Eh bien quel livre ! Issu de la mouvance néo-polar fin 70 /début 80 inaugurée par
Jean-Patrick Manchette (je crois bien), "
la mariée rouge" s'implante dans cette tendance à inscrire l'intrigue criminel le dans le tissu social contemporain le plus décomposé :auto défense, délinquance sauvage, chômage, fascisme rampant, corruption politique, affairisme véreux, diktats des marchés etc.
Ce qui différencie Jaouen de ses pairs, c' est l'extrême crudité et l'extrême style.
La crudité ici est édifiante. Témoin ce début où un flic compulse un jeu de clichés ignobles qui résument la sauvagerie à venir. La violence de ce récit de 1979 est d'une atrocité qui se situe loin de la veine de romans plus récents critiqués pour leur violence (je pense à des livres comme "les Bienveillantes" ou "le Programme Lazare" , pour n'évoquer que deux titres qui m'ont récemment choquée).
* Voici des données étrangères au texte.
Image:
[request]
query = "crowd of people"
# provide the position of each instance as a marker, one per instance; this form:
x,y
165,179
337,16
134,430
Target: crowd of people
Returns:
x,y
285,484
Non, il s'agit d'une atrocité brute et banale, que n'atténue aucune perspective tragique ou philosophique et qui ne peut renvoyer qu'à un monde vide de sens. D'ailleurs l'histoire, si on peut dire, est déparée de tout romanesque, de tout lyrisme. Il s'agit d'une relation de faits divers plus vrais que nature, avec cette seule touche dramaturgie qu'ils vont se rejoindre pour une apothéose odieuse où le tout sera plus grand que la somme des parties. Une scène de viol si ignoble que je me suis sentie gênée de la lire, comme un boomerang de sororité dans la tronche...
Le style ensuite. le name-dropping avant la lettre, la noirceur proche de
Jim Thomson ("1275 âmes" notamment au lu de ce défilé de personnages et de silhouettes médiocre, où pas un n'en prend pour son grade), l'ironie constamment aux aguets, le passage en toute fluidité du passé composé au futur, l'inventivité des expressions, l'uppercut des métaphores, les enchaînements de phrases dynamiques et suprenants:
Hervé Jaouen est juste un grand écrivain. Certes certains détails ont vieilli. le fascisme ne se dénonce plus avec ces grosses ficelles. La France décrite fleure une absence totale d'immigrés. Les "dancings" ont vécu. Mais qu'importe ce chromo de France giscardienne: le style demeure au fil des années. Et que dire, toujours surprenante, d'une intrigue ultraviolente qui se déroule entre Quimper, Huelgoat et Riec sur Belon, parangons des clichés cuculs laridalonlaires ? Rien qu'une pincée de monstruosité en plus qui vous ramènera à une vision adulte de la Bretagne, pour qui connaît le passé farouche, riche et violent de cette civilisation -je n'ai pas dit : cette province loin des nunucheries auxquelles on persiste à l'associer.
Oui,
la mariée rouge est plus qu' une sublime saloperie:de la littérature au delà des étiquettes fugitives.